I am not even sure it can be called "instructing.."
I was talking about his previous interactions with her.
@Morris: "Hey I found this thing I'm going to play with. I have no idea what it is." [Hands over picture of a loaded gun]. "That's a gun. It's used for killing. Don't play with it, ever. You can use it once you've been trained." "F*** you!" That's basically the conversation Harry and Kim had.
Kim was one of several people Harry "coached through the difficult period surrounding the discovery of their innate magical talents." Harry had previously taught her "to contain and control her modest magical talents." As we learn in
Proven Guilty, not doing that can be very dangerous.
Was it foreseeable when Harry met Kim that she would come across a loup garou, a ruined greater magical circle, refuse to explain the situation to Harry, ignore his warnings, and get herself killed? No. It was not.
Harry didn't tell her anything she couldn't have figured out from Macfinn. She already knew what the circle was for. To contain Macfinn.
It was foreseeable once she showed him the greater circle that she was messing with something she shouldn't be messing with. At that point, Harry's responsibility is to dissuade her from messing with it anymore. That she lies to him and ignores him isn't his fault.

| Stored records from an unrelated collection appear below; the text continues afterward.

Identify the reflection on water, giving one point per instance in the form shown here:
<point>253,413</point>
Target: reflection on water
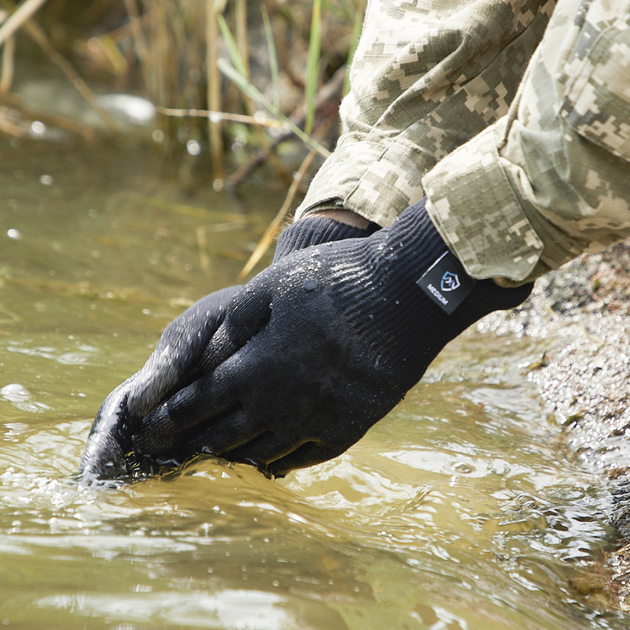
<point>458,512</point>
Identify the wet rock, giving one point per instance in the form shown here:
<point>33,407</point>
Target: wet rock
<point>584,375</point>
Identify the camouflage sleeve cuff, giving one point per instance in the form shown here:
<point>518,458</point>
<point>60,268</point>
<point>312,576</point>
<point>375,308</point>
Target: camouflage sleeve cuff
<point>374,176</point>
<point>473,205</point>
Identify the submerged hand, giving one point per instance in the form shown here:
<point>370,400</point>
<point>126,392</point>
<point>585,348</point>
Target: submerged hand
<point>177,361</point>
<point>321,345</point>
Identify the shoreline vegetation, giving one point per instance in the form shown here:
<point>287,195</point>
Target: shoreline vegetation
<point>238,84</point>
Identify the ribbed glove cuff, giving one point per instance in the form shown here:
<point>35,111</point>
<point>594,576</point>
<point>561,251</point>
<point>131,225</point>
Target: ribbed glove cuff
<point>313,231</point>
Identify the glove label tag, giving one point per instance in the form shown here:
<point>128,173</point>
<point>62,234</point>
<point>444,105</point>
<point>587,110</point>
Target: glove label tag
<point>447,283</point>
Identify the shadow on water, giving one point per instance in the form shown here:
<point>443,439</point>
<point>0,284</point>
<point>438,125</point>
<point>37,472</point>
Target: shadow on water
<point>458,512</point>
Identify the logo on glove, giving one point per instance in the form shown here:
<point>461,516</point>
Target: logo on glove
<point>450,282</point>
<point>454,283</point>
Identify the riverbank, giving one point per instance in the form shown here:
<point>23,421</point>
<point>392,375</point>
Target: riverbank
<point>584,378</point>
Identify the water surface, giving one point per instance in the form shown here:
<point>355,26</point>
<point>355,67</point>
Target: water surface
<point>459,511</point>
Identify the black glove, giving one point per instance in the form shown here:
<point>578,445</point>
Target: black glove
<point>175,363</point>
<point>320,346</point>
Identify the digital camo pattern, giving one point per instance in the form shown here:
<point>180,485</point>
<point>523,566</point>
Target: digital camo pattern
<point>427,76</point>
<point>551,179</point>
<point>545,176</point>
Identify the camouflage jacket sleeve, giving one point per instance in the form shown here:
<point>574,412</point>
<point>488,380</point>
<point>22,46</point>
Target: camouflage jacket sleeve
<point>551,179</point>
<point>541,174</point>
<point>427,76</point>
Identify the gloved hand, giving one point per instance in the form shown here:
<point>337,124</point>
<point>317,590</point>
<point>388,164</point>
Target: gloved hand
<point>175,363</point>
<point>320,346</point>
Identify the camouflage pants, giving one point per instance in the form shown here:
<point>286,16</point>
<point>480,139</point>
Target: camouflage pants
<point>513,117</point>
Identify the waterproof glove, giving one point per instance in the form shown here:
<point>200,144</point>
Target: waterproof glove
<point>320,346</point>
<point>175,362</point>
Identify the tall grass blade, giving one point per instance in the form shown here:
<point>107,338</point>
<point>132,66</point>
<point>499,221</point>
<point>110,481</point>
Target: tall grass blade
<point>267,238</point>
<point>273,57</point>
<point>312,66</point>
<point>252,92</point>
<point>214,91</point>
<point>356,33</point>
<point>232,47</point>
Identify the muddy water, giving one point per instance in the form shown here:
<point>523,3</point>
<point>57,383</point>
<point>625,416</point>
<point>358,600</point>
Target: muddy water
<point>457,512</point>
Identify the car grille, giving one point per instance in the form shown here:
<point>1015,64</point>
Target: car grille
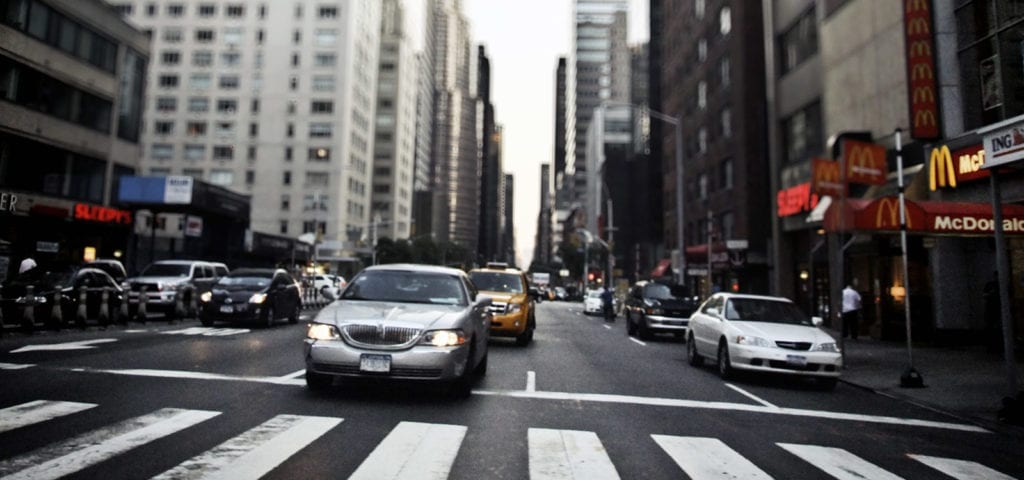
<point>380,336</point>
<point>795,345</point>
<point>407,372</point>
<point>498,308</point>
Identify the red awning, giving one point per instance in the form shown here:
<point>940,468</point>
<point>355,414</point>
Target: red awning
<point>953,218</point>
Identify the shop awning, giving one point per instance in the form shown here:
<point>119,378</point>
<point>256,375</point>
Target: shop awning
<point>947,218</point>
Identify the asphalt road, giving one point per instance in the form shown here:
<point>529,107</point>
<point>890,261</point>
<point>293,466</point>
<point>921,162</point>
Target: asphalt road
<point>583,401</point>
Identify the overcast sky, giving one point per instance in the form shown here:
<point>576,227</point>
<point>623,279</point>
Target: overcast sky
<point>523,40</point>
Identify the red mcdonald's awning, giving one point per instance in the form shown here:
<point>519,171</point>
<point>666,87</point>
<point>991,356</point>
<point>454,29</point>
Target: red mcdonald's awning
<point>953,218</point>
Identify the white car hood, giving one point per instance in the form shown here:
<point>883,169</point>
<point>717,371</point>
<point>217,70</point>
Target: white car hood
<point>414,315</point>
<point>782,332</point>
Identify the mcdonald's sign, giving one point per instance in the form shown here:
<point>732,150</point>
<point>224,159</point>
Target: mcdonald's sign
<point>865,163</point>
<point>922,85</point>
<point>825,178</point>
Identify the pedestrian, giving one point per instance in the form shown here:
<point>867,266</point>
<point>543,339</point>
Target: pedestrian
<point>851,312</point>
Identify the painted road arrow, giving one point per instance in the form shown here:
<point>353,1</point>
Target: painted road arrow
<point>83,345</point>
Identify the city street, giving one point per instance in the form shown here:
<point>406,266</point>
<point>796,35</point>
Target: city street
<point>585,400</point>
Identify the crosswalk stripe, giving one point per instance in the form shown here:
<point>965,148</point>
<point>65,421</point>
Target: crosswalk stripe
<point>88,449</point>
<point>567,453</point>
<point>36,411</point>
<point>256,451</point>
<point>961,469</point>
<point>839,463</point>
<point>414,450</point>
<point>707,459</point>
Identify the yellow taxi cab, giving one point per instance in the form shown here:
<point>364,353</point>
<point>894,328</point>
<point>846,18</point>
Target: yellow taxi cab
<point>512,305</point>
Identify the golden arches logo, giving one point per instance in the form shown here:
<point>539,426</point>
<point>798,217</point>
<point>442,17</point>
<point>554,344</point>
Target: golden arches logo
<point>940,169</point>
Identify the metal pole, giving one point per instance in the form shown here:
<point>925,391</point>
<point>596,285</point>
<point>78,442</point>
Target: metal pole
<point>1003,270</point>
<point>910,378</point>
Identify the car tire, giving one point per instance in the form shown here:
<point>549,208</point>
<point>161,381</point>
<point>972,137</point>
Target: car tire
<point>691,352</point>
<point>724,364</point>
<point>317,382</point>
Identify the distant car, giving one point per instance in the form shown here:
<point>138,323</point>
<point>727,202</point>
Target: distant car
<point>762,334</point>
<point>252,295</point>
<point>401,322</point>
<point>653,307</point>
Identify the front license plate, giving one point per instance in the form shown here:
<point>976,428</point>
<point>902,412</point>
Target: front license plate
<point>375,363</point>
<point>796,360</point>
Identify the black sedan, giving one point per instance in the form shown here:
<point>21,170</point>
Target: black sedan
<point>252,295</point>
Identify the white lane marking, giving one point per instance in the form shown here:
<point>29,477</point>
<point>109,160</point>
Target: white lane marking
<point>83,345</point>
<point>294,375</point>
<point>709,459</point>
<point>38,410</point>
<point>77,453</point>
<point>571,396</point>
<point>682,403</point>
<point>751,396</point>
<point>839,463</point>
<point>195,376</point>
<point>414,450</point>
<point>256,451</point>
<point>558,454</point>
<point>15,366</point>
<point>207,332</point>
<point>961,469</point>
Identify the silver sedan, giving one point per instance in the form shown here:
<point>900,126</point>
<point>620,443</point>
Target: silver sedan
<point>411,322</point>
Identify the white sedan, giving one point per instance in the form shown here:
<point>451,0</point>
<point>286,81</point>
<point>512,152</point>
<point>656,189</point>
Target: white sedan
<point>763,334</point>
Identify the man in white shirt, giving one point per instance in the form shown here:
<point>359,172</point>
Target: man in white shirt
<point>851,311</point>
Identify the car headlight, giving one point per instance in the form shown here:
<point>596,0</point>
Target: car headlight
<point>443,338</point>
<point>323,332</point>
<point>755,341</point>
<point>825,347</point>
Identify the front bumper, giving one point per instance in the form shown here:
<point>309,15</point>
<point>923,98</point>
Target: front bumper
<point>785,361</point>
<point>335,357</point>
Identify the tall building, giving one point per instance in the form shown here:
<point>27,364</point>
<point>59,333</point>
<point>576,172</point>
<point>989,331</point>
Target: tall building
<point>71,111</point>
<point>491,165</point>
<point>712,58</point>
<point>598,71</point>
<point>272,99</point>
<point>456,162</point>
<point>394,139</point>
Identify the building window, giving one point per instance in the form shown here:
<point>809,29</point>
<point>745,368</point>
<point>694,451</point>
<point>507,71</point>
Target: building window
<point>223,153</point>
<point>162,151</point>
<point>317,106</point>
<point>800,42</point>
<point>199,104</point>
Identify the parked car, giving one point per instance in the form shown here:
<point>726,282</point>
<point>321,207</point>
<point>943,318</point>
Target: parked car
<point>253,295</point>
<point>166,280</point>
<point>653,307</point>
<point>401,322</point>
<point>112,266</point>
<point>512,308</point>
<point>762,334</point>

It's hers. If she had told him the truth, he would have helped. Even if Macfinn swore her to secrecy, she could have told Harry enough to let him know what was going on, if not precisely who, without betraying any confidences. Because she lied, it was not foreseeable that she was trying to contain a dangerous entity that was already present. What Harry foresaw was that she was going to try some dangerous summoning. He foresaw that if he didn't tell her how to activate the circle, she wouldn't try. He foresaw that if he did tell her how, and she tried, she would fail and death would likely result.
Maybe Macfinn lied to Kim. But if that's the case, after talking to Harry, she should have run for the hills instead of helping him.
Jim essentially tells you what will happen when Harry ends up locked in with Susan. Molly tells you how, Harry tells you why when he mentions the potion. It's priceless. It's why I love the Dresden Files.
But was it foreseeable that Susan would be pushed to her limits and locked up with Harry after he had been thoroughly tortured in a situation in which he could stop her from just killing him?
Jim's always telegraphing what's going to happen and it's often entirely predictable for the genre savvy reader. That's different from foreseeable from the character's point of view. We're basically told Harry's not dead in the first chapter of
Ghost Story, we know more books are coming, and that the books are most likely Harry's journals. It was easy for us to predict he's going to make it back to the land of the living somehow.
So far, it seems to me that the "Harry is responsible camp" position is that what he's responsible for is not being a hermit who hides himself away from everyone because there isn't a situation in which he can participate in the world and not have negative consequences. "Harry shouldn't have ever helped Kim." "Harry shouldn't have been in a relationship with Susan." I haven't seen any realistic suggestions of what Harry should have done once the dangerous situation became apparent. You can't always talk someone out of doing something dangerous and stupid, and that's not your fault.